I was very glad my boyfriend was around today to suggest alternatives to the prescribed salad and healthy fries this meal was supposed to have. Whereas I had only gotten so far as substituting a baked potato last time, he suggested I could have any starch, from pinto beans (which he had) to a starchy vegetable like this squash, which has been tempting me from the freezer for weeks.

This was such a colorful and tasty meal, and I was amazed at the difference in this fresh pineapple compared with the hermetic juice-packed chunks I've become accustomed to.

Breakfast, Day Thirty-Two


  • 3 Wasa breads with 1 tbsp Smart Balance peanut butter, 2 tsp honey, 1-1/2 tbsp wheat germ
  • 3 Morningstar Farms breakfast links
  • 1/2 cup honeydew melon

I'm really beginning to enjoy this meal. I appreciate having the ingredients around from when I first made this meal, even though when I initially bought them I was upset about how much money I'd spent.

I find this to be a really satisfying combination of foods, and the time it takes to eat it sort of extends the experience and makes it seem leisurely.

Monday, March 20, 2006

Dinner, Day Thirty-One

skipped.

Damnit!
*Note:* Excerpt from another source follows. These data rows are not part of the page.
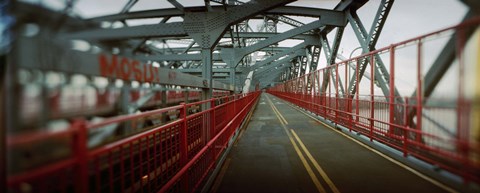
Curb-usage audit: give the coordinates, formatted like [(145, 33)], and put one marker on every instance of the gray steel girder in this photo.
[(367, 45), (173, 12), (173, 29), (241, 52), (279, 62)]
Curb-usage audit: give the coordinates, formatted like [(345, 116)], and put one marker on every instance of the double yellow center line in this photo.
[(296, 139)]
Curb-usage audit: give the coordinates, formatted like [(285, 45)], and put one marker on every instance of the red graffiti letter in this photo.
[(107, 69), (137, 73), (125, 69)]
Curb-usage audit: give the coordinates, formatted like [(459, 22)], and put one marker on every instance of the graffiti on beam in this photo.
[(127, 69)]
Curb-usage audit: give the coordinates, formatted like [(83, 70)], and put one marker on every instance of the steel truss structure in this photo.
[(105, 76)]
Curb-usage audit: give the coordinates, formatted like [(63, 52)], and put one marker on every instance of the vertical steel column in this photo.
[(392, 90), (207, 73), (420, 91), (462, 113), (372, 97), (337, 95)]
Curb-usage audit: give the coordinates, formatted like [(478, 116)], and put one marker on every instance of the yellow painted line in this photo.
[(275, 110), (314, 178), (435, 182), (315, 164)]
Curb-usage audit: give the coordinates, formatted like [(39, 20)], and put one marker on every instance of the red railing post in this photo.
[(357, 108), (183, 136), (212, 119), (405, 129), (419, 92), (81, 153)]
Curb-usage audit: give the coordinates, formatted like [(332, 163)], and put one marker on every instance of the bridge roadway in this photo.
[(284, 150)]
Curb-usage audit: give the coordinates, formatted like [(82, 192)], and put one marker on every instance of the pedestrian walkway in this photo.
[(284, 150)]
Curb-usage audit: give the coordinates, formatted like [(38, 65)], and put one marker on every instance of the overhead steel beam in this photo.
[(174, 29), (443, 62), (279, 62), (268, 35), (103, 64), (215, 70), (173, 12), (177, 5), (277, 56), (175, 57), (330, 54)]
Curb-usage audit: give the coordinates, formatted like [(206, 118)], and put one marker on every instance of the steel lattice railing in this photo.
[(436, 130), (173, 157)]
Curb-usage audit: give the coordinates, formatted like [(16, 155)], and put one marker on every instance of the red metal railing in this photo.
[(434, 130), (173, 157)]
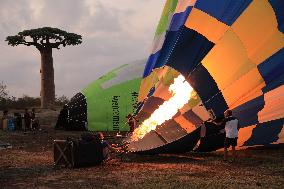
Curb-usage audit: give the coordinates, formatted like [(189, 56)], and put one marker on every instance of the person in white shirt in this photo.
[(231, 129)]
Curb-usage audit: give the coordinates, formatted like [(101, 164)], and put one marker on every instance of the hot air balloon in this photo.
[(104, 104), (207, 57)]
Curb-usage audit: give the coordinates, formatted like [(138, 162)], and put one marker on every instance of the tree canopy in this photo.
[(45, 37)]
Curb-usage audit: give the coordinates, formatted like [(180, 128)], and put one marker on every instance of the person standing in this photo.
[(27, 119), (231, 129), (132, 122)]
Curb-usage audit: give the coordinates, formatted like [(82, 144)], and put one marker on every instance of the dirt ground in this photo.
[(29, 164)]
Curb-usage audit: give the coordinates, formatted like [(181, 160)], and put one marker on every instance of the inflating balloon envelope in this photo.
[(209, 56)]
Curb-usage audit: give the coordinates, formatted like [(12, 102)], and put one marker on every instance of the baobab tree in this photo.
[(45, 39)]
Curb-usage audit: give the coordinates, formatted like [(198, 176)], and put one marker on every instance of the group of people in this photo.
[(26, 121), (31, 123), (231, 131)]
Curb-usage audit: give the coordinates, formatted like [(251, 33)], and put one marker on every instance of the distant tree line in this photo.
[(11, 102)]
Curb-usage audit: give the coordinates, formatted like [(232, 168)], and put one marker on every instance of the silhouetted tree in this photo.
[(45, 39)]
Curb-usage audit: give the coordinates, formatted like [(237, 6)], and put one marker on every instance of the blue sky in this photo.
[(114, 32)]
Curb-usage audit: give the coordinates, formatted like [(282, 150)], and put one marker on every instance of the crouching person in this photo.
[(107, 148), (231, 129)]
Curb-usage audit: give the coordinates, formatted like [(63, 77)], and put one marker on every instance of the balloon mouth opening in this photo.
[(181, 92)]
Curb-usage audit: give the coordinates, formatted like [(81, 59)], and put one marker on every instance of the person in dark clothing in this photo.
[(34, 121), (231, 130), (107, 148), (27, 119), (132, 122)]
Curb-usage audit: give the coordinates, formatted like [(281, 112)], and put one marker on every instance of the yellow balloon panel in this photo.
[(274, 105), (244, 134), (201, 21), (183, 4), (257, 29), (228, 60), (234, 94)]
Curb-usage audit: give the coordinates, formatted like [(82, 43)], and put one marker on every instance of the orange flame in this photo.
[(181, 92)]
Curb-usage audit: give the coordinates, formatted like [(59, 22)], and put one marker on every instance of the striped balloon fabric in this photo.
[(231, 53)]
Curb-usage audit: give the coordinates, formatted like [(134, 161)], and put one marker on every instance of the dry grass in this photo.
[(29, 164)]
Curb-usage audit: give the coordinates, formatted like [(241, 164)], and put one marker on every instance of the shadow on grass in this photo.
[(161, 158)]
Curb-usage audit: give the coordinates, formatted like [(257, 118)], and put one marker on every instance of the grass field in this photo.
[(29, 164)]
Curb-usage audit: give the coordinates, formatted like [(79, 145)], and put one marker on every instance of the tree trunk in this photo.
[(47, 92)]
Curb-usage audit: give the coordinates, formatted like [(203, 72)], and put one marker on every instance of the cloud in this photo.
[(114, 32)]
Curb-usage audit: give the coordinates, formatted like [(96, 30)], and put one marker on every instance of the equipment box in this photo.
[(63, 153)]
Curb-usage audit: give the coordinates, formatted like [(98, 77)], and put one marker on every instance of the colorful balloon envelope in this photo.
[(231, 53)]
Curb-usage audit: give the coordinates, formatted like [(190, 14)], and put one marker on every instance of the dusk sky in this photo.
[(114, 32)]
I was so close to a full day of meals. I can't believe I'm having trouble eating all the proper meals during a day - I never would have imagined that would have been the challenging part of this diet! Somehow I envisioned myself being hungry and waiting anxiously between meals, sneaking extra food whenever I could, etc, and I guess I should be pleased that it's the exact opposite. I'm using food to fuel my life, and when I don't want or need it, I'm not using it to entertain myself or alleviate boredom.
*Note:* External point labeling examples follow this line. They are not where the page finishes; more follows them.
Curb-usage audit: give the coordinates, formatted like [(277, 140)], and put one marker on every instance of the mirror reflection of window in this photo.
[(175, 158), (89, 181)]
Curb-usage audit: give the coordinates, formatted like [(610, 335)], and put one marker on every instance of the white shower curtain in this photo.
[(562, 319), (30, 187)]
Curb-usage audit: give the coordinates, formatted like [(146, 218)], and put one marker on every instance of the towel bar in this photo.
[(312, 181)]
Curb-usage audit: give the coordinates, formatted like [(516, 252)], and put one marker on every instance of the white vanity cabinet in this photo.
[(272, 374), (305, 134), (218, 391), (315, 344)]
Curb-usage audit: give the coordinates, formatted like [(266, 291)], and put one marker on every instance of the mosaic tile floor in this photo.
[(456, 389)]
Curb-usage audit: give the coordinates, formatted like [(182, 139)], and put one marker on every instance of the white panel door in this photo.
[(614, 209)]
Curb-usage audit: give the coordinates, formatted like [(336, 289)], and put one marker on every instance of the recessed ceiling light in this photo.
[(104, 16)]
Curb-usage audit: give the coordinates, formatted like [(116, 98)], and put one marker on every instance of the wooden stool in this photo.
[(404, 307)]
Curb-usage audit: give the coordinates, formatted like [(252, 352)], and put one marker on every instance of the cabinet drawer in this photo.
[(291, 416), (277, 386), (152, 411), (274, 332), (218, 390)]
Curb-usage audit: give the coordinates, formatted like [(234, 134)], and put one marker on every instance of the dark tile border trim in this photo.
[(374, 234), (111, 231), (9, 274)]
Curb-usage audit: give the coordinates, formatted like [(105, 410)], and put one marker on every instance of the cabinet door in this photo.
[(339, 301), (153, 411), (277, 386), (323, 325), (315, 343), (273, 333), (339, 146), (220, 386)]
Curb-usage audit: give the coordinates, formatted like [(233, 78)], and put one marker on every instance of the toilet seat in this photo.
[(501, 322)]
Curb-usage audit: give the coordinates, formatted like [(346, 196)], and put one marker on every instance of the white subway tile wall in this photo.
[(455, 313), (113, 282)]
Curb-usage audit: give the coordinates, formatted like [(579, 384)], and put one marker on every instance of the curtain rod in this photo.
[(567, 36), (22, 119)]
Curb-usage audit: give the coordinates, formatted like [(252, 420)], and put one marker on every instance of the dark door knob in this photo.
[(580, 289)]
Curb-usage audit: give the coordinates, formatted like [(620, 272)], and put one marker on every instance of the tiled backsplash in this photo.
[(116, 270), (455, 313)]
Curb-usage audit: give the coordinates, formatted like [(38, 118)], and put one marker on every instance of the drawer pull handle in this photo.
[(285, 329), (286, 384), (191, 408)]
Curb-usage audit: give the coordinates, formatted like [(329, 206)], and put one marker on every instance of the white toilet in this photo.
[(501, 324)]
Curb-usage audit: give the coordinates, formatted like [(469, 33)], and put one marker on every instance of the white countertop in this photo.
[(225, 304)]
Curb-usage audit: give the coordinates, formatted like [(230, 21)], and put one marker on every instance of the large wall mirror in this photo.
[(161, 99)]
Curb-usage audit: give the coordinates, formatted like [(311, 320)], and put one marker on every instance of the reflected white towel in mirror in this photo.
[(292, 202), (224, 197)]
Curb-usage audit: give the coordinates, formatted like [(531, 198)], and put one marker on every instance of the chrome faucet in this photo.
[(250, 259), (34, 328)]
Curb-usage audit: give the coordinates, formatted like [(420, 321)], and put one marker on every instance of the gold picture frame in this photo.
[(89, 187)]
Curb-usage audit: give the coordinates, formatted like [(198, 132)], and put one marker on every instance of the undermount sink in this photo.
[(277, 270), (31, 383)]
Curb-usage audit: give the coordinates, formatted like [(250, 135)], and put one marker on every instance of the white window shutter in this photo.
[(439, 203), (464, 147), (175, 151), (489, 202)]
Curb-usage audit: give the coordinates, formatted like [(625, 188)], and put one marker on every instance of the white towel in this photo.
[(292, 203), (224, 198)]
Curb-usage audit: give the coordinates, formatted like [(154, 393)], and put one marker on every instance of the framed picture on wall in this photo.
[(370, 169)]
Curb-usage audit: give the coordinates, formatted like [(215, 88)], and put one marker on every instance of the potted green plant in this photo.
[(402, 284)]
Then again, I'm not getting the right balance of nutrition and am probably doing more harm than good to my body by continuing to skip meals... I also suspect that laziness, rather than austerity, presents itself more in a lack of desire to cook than to eat - were I presented with something more convenient or already prepared, I'm sure I'd think nothing of pigging out.

Lunch, Day Thirty-One


  • Turkey Fajita made with 3 oz turkey breast, 1/2 red pepper, 1/2 onion, ground red pepper, garlic powder, sprinkle of low-fat cheddar cheese, dollop of salsa & 1 tbsp fat-free sour cream
  • 1/2 cup fresh strawberries

Both my boyfriend and I really enjoyed this dish. It was a great treat to have such fresh fruit on the side.

Snack, Day Thirty-One


  • 16 reduced fat Wheat Thins
  • 5 baby carrots
  • roasted red pepper hummus

I was cleaning out the fridge, trying to determine the source of funk (mystery chicken accidently allowed to go bad). I came across a tub with the rest of this hummus and I remembered the snack I'd previously enjoyed so much.

Though I've finished the hummus, I've definitely decided I will have to get more, since I really enjoy this combination of flavors and textures and find it incredibly satisfying. The snacks selection of my meal plan isn't as abundant as the other meals, so sometimes I struggle to come up with something that really sounds appealing. I'll have to remember how much I like this one though.